Okay, I want all of you to know that I have also heard of it. So I think it will save us a lot of time if you don’t call the state party to ask if we know about it.
In fact, I have threatened to have a new fundraising program that for everybody who calls to say, “Steve, have you heard about the Democrats, what are we doing about it?” … you have to pay a dollar. I think if we do that, we could raise a lot of money.
Folks, yes, we know about them. Isn’t it going to be nice that instead of Texans having to go to Ohio and Florida to have the action, I like the fact Texas is going to be a battleground. I like the fact that we don’t have to go out of state any more. The eyes of the nation will be on our state. And as our state goes, our entire country goes.
Now, some people are scared of that. But I take that, embrace it, and say, “What a wonderful opportunity for every one of us to help decide the direction of our country,” and that can start right here today.
It sounds as though Battleground Texas has Republicans worrying. A lot. And Munisteri has now conceded that Texas is going to be a battleground state, which is quite a turnaround from the Republicans’ attitude toward this effort back in January:
Republican strategist Dave Carney, who has worked extensively in Texas and steered Perry’s 2010 reelection, dismissed Democratic claims that a brand-new voter mobilization project would help transform the state. He called it a matter of “consultants coming up with a project to get paid.”
“The more money they spend on [Battleground Texas], the better it is for Texas and the taxpayers of Texas, because it will basically lead to continued conservative dominance of the state. There’s a reason voters are low-propensity voters. They don’t vote,” Carney said.
We already know that Munisteri is confident that the Republicans have considerably more money to spend here (my emphasis):
“They talk about they’re going to be putting tens of million into Battleground Texas,” said Munisteri. “If there ever were a significant threat because somebody put $20 million in, our business community would probably spend that on Republicans by a factor of several-fold; $75 million was raised just from Texas for Romney.

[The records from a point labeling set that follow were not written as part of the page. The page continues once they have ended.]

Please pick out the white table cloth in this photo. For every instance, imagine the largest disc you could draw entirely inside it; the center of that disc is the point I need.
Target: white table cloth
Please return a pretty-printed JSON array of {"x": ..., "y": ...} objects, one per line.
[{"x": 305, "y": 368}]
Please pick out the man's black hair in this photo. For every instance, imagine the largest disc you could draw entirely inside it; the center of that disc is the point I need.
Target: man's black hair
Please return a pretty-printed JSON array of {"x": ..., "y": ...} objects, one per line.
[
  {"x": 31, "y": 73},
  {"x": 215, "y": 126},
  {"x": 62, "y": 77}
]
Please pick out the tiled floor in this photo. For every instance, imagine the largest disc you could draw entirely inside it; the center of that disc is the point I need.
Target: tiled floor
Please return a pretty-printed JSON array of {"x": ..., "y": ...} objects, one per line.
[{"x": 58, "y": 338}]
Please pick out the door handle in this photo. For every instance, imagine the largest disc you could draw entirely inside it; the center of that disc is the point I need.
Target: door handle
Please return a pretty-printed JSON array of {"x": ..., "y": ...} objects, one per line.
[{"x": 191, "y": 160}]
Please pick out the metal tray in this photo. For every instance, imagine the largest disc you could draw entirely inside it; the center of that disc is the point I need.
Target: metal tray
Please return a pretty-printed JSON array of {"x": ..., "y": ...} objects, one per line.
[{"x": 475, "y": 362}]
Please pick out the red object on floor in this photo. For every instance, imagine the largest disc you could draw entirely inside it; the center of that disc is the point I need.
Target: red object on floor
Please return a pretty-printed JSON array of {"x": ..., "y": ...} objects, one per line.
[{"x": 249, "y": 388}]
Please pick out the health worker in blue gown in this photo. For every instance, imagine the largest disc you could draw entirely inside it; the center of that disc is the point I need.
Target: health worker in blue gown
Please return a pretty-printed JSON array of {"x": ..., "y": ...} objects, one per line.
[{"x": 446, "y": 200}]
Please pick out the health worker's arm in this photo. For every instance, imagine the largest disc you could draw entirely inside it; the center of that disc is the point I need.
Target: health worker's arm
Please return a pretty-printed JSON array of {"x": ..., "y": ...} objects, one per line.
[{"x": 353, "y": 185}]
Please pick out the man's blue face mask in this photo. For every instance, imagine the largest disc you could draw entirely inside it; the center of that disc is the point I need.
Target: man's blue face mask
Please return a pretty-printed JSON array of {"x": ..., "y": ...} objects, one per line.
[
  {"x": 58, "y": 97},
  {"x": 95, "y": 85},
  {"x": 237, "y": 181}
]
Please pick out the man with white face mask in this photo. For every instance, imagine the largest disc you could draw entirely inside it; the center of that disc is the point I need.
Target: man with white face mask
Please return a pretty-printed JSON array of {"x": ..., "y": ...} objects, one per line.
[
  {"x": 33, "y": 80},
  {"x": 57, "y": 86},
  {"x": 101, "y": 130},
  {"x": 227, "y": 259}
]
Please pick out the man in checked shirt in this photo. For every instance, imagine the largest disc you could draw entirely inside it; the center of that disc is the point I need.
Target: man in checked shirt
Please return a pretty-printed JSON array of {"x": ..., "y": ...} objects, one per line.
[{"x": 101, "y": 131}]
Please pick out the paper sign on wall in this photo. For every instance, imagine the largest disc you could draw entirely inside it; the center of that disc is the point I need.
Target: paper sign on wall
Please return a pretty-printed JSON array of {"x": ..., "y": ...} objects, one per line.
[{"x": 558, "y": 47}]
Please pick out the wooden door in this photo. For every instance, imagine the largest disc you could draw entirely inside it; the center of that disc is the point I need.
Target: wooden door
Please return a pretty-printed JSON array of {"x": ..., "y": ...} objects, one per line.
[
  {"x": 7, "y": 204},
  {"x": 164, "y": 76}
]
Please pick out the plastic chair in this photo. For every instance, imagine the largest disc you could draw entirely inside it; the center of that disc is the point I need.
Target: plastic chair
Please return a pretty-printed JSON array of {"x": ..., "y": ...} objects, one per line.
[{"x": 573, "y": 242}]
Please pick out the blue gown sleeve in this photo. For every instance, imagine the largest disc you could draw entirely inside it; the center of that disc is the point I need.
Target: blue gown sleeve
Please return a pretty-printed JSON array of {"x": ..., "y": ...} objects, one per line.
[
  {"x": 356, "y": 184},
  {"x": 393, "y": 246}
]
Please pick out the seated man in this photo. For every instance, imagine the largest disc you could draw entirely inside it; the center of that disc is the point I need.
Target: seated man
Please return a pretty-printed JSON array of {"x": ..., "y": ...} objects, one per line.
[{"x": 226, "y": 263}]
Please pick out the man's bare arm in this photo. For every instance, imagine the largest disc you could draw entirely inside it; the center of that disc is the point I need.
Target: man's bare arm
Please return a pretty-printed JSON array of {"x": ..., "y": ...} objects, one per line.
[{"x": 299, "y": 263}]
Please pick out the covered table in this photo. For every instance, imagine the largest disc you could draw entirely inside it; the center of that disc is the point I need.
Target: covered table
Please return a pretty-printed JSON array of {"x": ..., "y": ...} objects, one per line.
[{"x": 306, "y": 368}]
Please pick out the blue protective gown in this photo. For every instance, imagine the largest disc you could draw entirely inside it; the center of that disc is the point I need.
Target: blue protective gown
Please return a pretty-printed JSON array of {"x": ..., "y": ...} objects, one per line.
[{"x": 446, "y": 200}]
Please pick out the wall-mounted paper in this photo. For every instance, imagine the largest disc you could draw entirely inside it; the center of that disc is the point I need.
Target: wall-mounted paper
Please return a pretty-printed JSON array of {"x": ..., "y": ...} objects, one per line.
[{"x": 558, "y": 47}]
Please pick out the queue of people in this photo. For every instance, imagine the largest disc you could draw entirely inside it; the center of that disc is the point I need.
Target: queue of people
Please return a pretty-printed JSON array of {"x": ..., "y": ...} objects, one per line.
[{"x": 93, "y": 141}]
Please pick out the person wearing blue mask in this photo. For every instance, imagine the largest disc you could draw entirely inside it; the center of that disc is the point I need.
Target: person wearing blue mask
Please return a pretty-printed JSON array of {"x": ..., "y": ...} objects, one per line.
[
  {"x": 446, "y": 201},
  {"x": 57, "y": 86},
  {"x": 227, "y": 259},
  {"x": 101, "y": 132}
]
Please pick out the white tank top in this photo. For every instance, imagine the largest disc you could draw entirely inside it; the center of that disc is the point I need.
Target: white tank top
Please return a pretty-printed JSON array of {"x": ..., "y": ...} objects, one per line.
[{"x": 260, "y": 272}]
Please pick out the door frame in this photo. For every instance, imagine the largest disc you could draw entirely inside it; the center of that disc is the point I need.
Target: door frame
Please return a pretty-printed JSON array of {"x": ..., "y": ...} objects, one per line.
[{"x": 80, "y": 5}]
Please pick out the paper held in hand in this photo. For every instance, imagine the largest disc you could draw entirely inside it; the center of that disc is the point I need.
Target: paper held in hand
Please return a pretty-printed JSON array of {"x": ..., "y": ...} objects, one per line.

None of that money was spent in the state. Over a six-year period, the RNC raised $41 million in Texas and spent about $400,000. Those dollars can easily flow back the other way if we need them, so if they spend $10 million, we can spend $100 million.”
If so, for a national Democratic donor that would mean for every dollar spent in Texas, Republicans would spend $10, money they wouldn’t be spending elsewhere. That’s not a bad return on investment.
They’re going to outspend us. So be it. Our side has people who were fired up and ready to go in both 2008 and 2012. And that’s not just some meaningless slogan-at a brunch yesterday honoring Democratic women in Galveston County, Jenn Brown, BGTX’s Executive Director, emphasized the number of Texans who volunteered in battleground states during the last two presidential elections, as well as the remarkably high level of energy and enthusiasm she has encountered all around our state during the past few months.